By identifying ‘unsafe’ pointers that can potentially go out of bounds via static analysis, together with the objects they can point to (points-to sets), extra runtime protection can be added in these places. The overhead is on the order of 50-100%. Write-Integrity-Testing takes this a step further by also restricting each pointer dereference to write only objects in its own points-to-set. The overhead is 5-25%, but there are binary compatibility issues.
Data-Flow Integrity (DFI) as proposed by Castro et al. detects the corruption of any data before it gets used by checking read instructions. DFI restricts reads based on the last instruction that wrote the read location. In program analysis terms, DFI enforces the reaching definition sets. The reaching definition set of an instruction is the set of instructions which might have last written (defined) the value that is used by the given instruction based on the control-flow graph. For instance, the policy ensures that the isAdmin variable was last written by the write instruction that the source code defines and not by some rogue attacker-controlled write.

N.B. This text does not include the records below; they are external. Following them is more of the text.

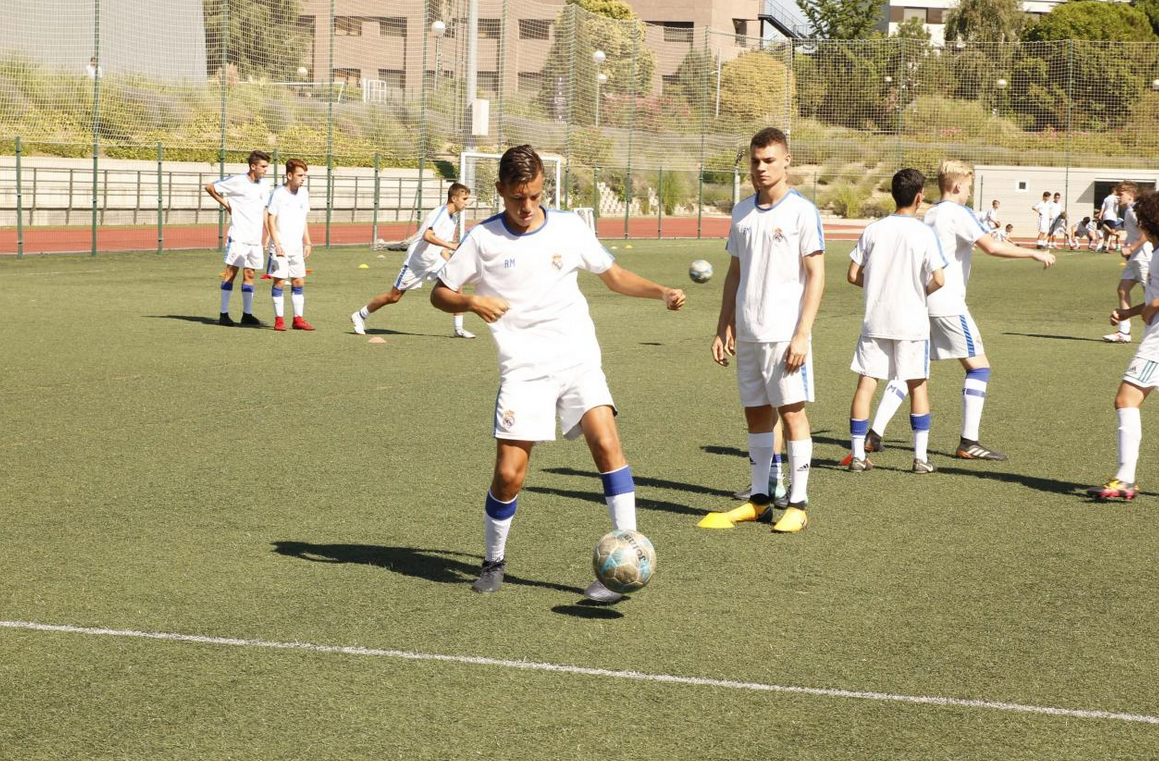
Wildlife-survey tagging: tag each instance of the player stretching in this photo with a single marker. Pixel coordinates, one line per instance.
(771, 298)
(285, 222)
(245, 197)
(1137, 255)
(425, 257)
(524, 264)
(1141, 378)
(898, 262)
(953, 331)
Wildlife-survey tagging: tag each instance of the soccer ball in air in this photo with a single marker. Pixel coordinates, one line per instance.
(624, 561)
(700, 271)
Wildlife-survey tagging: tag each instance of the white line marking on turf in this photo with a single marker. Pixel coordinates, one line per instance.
(531, 665)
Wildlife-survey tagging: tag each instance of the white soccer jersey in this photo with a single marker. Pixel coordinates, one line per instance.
(771, 243)
(957, 228)
(247, 206)
(289, 211)
(547, 328)
(423, 256)
(898, 255)
(1110, 209)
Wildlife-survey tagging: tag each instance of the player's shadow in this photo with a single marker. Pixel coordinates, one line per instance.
(1056, 337)
(440, 566)
(644, 481)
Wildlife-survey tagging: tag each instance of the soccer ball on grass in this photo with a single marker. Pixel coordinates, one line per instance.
(700, 271)
(624, 561)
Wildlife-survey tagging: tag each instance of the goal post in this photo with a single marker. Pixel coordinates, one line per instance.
(479, 172)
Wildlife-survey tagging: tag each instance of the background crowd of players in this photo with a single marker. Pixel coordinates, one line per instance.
(523, 264)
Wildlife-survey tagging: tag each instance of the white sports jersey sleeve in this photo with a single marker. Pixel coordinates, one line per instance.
(957, 229)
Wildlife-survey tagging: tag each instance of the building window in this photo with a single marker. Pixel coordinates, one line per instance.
(394, 27)
(350, 77)
(489, 29)
(488, 81)
(534, 29)
(677, 31)
(348, 26)
(531, 82)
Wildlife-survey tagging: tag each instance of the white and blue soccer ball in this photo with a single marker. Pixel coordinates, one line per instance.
(700, 271)
(624, 561)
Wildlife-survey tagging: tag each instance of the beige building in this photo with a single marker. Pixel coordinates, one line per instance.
(383, 41)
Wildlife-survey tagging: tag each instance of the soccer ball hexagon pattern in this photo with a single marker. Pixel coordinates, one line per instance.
(624, 561)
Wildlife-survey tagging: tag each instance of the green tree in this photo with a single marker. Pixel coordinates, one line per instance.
(843, 19)
(264, 39)
(985, 21)
(1092, 20)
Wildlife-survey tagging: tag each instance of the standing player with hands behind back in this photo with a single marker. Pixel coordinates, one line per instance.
(245, 197)
(524, 264)
(772, 293)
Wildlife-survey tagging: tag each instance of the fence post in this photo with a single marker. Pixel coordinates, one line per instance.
(373, 224)
(160, 200)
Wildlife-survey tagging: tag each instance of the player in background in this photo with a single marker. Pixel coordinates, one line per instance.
(524, 264)
(1108, 217)
(1138, 258)
(290, 244)
(991, 220)
(898, 262)
(1141, 378)
(953, 333)
(245, 197)
(772, 293)
(425, 256)
(1042, 209)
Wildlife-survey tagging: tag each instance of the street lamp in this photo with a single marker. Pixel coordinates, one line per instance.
(598, 57)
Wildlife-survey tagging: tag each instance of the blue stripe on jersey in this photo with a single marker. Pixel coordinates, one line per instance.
(969, 338)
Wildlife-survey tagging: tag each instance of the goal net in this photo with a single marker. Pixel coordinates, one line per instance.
(479, 172)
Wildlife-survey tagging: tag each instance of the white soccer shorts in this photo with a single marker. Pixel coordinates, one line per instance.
(284, 268)
(763, 379)
(954, 337)
(526, 410)
(889, 358)
(248, 256)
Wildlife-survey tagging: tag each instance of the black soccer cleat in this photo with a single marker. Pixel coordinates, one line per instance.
(490, 577)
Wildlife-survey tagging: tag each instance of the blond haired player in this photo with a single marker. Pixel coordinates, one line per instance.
(953, 333)
(772, 293)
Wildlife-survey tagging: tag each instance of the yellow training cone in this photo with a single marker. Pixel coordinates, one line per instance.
(715, 520)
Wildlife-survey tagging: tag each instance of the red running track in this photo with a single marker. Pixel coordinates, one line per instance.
(50, 240)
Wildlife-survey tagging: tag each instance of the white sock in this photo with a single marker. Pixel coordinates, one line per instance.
(800, 459)
(760, 458)
(974, 399)
(890, 400)
(1130, 433)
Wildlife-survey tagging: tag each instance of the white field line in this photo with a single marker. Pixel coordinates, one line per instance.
(530, 665)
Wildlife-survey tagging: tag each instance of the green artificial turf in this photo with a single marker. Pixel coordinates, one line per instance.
(168, 475)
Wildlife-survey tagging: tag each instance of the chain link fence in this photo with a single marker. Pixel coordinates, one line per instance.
(111, 121)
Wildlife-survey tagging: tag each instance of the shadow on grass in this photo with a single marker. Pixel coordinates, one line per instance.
(442, 566)
(643, 481)
(1047, 335)
(597, 498)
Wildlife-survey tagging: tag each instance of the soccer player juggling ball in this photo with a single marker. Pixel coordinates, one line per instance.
(1142, 377)
(898, 262)
(772, 293)
(524, 264)
(245, 197)
(290, 246)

DFI adds 50-100% overhead.
Code Pointer integrity aims to prevent the corruption of code pointers, while Code Flow integrity detects it.
While the integrity of some code pointers can and should be protected, enforcing Code Pointer Integrity alone is infeasible. Immutable code pointers, such as the ones in the Global Offset Table or in virtual function tables (vtable), can be easily protected by keeping them in read-only memory pages. Most code pointers however, such as programmer defined function pointers or saved return addresses, must remain writable.
Code Flow integrity protection can be dynamic or static. The dynamic approach protects against stack smashing with canaries and is widely deployed as previously discussed.
A secret value (cookie/canary) is placed between the return address and the local variables. If the return address is overwritten by a buffer overflow, the cookie changes as well, what is detected by the check placed before the return instruction. Stack cookies do not protect indirect calls and jumps, and they are vulnerable to direct overwrite attacks and information leaks. However, stack cookies are popular and widely deployed, because the performance overhead is negligible (less than 1%) and no compatibility issues are introduced.
Shadow stacks are a variation in which return addresses are also placed on a shadow stack, and compared against the original return address before being used.
Static control-flow graph integrity mechanisms can protect against all control-flow hijack attempts, including indirect calls and jumps. The Abadi implementation is binary incompatible and has 15-45% overhead.
There are many, many more details in the paper so if this subject interests you it is well worth a read.